The Reeves decision included some other points that should be helpful to discrimination plaintiffs, if they are properly followed by the lower courts. For one, the Court implicitly, but strongly, criticized what has come to be known as the “stray remarks” doctrine. Under that rule, courts have prevented juries from considering racist or sexist remarks by proclaiming them irrelevant, if they were not made by the exact same person who fired or disciplined the employee, and were not made extremely close in time to the firing or discipline. Similarly, the Court implicitly called into question the concept– widely adopted by many courts– which holds that an employer which employs other older, minority or female workers, must be incapable of discriminating against other individuals within that group.

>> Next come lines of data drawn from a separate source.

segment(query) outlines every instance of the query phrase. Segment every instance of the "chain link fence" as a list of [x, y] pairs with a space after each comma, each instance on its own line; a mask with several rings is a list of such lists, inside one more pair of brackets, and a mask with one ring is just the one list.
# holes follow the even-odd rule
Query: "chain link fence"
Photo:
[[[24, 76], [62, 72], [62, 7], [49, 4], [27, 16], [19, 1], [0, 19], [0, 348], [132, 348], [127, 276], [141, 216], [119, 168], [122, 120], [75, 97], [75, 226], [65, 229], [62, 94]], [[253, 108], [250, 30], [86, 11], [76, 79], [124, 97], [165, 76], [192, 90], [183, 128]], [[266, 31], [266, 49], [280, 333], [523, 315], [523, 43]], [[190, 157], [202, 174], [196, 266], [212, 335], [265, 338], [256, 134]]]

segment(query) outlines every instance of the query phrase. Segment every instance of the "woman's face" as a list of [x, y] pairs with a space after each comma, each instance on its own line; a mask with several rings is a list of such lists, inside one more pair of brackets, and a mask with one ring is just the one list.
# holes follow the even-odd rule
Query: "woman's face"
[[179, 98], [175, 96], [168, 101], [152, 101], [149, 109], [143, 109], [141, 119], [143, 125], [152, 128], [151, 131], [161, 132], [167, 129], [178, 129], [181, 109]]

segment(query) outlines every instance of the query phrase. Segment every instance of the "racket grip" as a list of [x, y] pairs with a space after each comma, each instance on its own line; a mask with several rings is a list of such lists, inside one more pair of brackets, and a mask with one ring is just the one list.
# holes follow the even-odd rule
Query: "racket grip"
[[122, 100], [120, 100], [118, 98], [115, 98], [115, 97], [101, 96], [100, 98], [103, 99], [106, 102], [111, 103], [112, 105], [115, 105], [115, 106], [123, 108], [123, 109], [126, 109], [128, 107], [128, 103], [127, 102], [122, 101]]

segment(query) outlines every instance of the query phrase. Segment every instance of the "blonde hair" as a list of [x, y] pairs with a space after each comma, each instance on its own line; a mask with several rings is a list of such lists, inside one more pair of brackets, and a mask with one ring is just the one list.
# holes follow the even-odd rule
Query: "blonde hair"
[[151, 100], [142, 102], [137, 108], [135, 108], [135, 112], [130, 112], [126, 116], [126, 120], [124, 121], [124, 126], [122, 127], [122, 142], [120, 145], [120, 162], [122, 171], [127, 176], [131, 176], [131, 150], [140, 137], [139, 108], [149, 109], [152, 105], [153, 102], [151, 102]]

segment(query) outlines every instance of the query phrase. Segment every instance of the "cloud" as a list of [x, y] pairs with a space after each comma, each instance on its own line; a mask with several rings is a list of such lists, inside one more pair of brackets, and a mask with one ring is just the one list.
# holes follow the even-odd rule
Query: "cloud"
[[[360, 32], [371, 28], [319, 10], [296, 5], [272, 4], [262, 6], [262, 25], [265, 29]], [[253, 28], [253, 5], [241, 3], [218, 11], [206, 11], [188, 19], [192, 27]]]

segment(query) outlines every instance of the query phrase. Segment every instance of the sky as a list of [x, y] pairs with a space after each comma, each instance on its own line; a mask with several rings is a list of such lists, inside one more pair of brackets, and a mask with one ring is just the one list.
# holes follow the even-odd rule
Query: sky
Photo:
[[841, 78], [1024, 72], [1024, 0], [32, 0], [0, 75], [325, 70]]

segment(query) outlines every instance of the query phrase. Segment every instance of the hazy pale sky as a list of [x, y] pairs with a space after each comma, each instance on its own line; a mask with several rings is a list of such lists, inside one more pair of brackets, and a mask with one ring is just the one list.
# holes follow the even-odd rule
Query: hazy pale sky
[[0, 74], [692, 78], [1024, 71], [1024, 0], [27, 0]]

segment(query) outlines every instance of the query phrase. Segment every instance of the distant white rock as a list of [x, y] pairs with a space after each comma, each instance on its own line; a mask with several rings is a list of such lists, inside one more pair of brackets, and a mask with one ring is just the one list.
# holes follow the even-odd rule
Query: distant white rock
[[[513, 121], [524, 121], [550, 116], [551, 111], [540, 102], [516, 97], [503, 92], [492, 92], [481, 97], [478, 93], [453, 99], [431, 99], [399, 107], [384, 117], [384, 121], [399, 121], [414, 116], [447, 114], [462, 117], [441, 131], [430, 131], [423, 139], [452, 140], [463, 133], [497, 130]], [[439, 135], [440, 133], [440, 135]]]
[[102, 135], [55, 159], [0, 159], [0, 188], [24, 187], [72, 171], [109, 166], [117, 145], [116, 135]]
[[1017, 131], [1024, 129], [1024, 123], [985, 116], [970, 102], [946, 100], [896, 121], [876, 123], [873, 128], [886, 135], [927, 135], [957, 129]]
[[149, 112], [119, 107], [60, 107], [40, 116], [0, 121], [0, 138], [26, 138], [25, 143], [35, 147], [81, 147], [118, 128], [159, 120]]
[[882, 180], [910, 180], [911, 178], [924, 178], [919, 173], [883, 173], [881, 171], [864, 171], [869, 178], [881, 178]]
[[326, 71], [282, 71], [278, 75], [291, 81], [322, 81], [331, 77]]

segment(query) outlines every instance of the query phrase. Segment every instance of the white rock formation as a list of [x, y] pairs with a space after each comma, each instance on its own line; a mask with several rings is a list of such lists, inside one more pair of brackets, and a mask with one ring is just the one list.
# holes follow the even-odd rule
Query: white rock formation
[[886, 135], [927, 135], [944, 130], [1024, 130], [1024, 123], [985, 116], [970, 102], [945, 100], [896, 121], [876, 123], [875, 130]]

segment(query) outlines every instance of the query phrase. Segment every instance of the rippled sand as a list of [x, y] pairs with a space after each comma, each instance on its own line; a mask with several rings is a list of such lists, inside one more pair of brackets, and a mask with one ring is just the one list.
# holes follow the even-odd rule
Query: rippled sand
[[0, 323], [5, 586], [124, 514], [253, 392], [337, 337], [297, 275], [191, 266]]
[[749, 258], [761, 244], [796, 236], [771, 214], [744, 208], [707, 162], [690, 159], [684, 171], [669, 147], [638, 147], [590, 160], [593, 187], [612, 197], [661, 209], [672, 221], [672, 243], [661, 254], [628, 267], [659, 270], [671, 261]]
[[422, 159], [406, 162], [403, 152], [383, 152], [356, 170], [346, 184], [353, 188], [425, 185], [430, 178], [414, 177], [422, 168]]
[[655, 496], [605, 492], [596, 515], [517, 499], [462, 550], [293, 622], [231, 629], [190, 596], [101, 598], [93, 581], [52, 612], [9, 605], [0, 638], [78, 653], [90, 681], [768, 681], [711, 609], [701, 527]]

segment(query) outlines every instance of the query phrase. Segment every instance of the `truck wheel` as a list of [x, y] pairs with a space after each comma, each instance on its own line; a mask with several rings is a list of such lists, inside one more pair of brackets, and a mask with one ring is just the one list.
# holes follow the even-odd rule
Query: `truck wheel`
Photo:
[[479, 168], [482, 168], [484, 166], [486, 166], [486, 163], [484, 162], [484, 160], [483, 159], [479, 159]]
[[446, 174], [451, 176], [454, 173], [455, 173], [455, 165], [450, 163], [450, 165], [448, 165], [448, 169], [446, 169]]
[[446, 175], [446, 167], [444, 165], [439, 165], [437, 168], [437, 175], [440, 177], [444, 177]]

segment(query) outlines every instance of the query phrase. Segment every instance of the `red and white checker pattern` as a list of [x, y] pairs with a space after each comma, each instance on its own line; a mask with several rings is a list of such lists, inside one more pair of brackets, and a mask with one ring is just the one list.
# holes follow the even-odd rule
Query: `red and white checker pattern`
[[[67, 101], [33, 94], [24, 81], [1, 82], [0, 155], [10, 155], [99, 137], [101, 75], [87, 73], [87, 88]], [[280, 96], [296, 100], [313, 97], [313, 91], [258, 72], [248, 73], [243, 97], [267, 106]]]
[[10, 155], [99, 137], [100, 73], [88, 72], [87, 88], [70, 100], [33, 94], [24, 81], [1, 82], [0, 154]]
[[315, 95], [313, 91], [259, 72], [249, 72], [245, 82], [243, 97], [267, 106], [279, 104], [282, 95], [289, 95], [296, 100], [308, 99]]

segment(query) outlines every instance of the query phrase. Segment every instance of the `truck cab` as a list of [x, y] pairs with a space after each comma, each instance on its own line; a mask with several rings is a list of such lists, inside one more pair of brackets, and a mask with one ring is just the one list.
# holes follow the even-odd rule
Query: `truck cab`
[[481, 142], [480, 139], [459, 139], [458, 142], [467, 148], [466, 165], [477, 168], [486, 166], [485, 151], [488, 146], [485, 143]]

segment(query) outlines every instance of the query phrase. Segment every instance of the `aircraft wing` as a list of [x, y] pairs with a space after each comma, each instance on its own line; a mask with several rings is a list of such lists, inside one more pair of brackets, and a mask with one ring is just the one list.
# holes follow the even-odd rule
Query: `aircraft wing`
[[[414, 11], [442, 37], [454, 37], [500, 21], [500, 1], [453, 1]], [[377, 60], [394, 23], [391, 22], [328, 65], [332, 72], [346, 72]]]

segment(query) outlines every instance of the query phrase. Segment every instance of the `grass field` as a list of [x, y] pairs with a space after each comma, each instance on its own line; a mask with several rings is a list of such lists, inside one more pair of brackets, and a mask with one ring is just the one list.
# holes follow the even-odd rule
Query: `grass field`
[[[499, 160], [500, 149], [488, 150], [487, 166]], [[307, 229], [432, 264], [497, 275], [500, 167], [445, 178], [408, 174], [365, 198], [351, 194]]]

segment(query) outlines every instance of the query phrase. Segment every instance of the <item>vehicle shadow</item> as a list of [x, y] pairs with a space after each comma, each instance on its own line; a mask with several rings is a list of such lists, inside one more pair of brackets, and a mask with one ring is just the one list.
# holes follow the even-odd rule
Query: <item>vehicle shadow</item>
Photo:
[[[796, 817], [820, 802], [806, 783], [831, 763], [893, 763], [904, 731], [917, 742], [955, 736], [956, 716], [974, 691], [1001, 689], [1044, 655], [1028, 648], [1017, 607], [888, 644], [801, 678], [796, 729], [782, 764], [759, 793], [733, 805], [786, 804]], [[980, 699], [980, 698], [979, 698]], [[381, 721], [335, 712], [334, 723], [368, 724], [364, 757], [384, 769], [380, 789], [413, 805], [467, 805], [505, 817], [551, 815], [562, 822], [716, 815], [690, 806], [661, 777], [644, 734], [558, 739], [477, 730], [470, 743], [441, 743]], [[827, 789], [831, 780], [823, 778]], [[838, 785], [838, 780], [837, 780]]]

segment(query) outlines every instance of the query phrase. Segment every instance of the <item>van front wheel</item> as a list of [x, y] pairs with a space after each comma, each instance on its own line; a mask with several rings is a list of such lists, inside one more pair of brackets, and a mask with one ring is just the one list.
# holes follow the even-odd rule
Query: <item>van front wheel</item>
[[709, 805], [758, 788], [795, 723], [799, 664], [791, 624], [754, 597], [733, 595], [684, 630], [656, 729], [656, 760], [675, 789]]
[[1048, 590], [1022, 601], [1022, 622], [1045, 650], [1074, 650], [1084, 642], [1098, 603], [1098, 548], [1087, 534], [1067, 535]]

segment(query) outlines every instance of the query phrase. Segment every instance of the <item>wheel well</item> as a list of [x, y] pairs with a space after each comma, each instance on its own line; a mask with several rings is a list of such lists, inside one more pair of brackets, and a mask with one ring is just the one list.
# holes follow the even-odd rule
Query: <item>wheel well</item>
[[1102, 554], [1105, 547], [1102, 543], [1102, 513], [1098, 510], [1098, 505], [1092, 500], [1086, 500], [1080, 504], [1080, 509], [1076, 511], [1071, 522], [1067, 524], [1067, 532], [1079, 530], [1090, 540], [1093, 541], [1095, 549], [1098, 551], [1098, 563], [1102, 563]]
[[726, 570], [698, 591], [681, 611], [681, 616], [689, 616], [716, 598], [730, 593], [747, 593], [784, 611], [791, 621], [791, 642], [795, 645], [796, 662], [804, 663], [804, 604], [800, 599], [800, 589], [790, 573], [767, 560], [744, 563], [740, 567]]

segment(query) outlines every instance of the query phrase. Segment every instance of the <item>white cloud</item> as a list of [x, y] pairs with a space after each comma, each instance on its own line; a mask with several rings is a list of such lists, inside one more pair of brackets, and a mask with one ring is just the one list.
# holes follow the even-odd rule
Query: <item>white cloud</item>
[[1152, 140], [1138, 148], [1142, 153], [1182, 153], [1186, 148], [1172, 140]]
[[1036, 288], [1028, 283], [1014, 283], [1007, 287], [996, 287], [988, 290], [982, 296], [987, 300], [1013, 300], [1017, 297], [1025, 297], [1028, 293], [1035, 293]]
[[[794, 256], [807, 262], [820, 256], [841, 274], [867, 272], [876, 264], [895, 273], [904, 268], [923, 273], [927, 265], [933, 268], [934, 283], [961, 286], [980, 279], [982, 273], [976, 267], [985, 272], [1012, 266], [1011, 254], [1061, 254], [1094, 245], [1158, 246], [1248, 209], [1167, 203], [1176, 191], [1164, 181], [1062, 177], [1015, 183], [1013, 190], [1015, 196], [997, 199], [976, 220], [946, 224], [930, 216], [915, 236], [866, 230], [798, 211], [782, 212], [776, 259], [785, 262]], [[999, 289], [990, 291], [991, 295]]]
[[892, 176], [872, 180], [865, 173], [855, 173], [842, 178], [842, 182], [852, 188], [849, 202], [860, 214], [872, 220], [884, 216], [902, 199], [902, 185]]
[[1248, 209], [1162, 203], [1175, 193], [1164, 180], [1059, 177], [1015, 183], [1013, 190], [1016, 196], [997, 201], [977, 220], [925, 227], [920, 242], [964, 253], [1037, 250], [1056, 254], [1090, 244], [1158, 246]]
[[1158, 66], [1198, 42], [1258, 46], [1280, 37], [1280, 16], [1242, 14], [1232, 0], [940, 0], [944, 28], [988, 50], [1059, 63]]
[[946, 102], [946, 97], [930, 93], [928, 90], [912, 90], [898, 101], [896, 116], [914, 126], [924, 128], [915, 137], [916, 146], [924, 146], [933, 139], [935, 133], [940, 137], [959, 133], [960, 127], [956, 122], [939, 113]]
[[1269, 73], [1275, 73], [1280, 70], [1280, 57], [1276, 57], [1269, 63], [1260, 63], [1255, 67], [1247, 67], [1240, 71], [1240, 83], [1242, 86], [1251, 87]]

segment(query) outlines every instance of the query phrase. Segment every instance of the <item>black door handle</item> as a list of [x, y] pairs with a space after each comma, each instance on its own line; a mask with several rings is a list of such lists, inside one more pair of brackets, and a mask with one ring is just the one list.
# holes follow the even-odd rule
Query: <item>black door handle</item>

Without a doubt, Reeves gives employees a lot to cheer about. However, the Supreme Court reviews only a tiny fraction of all federal employment cases. The real impact of Reeves will be known only in the coming months, once the Courts of Appeals have decided other, similar cases based on the precedent created by Reeves. Those Americans concerned with employee rights and civil rights will be watching those upcoming decisions closely.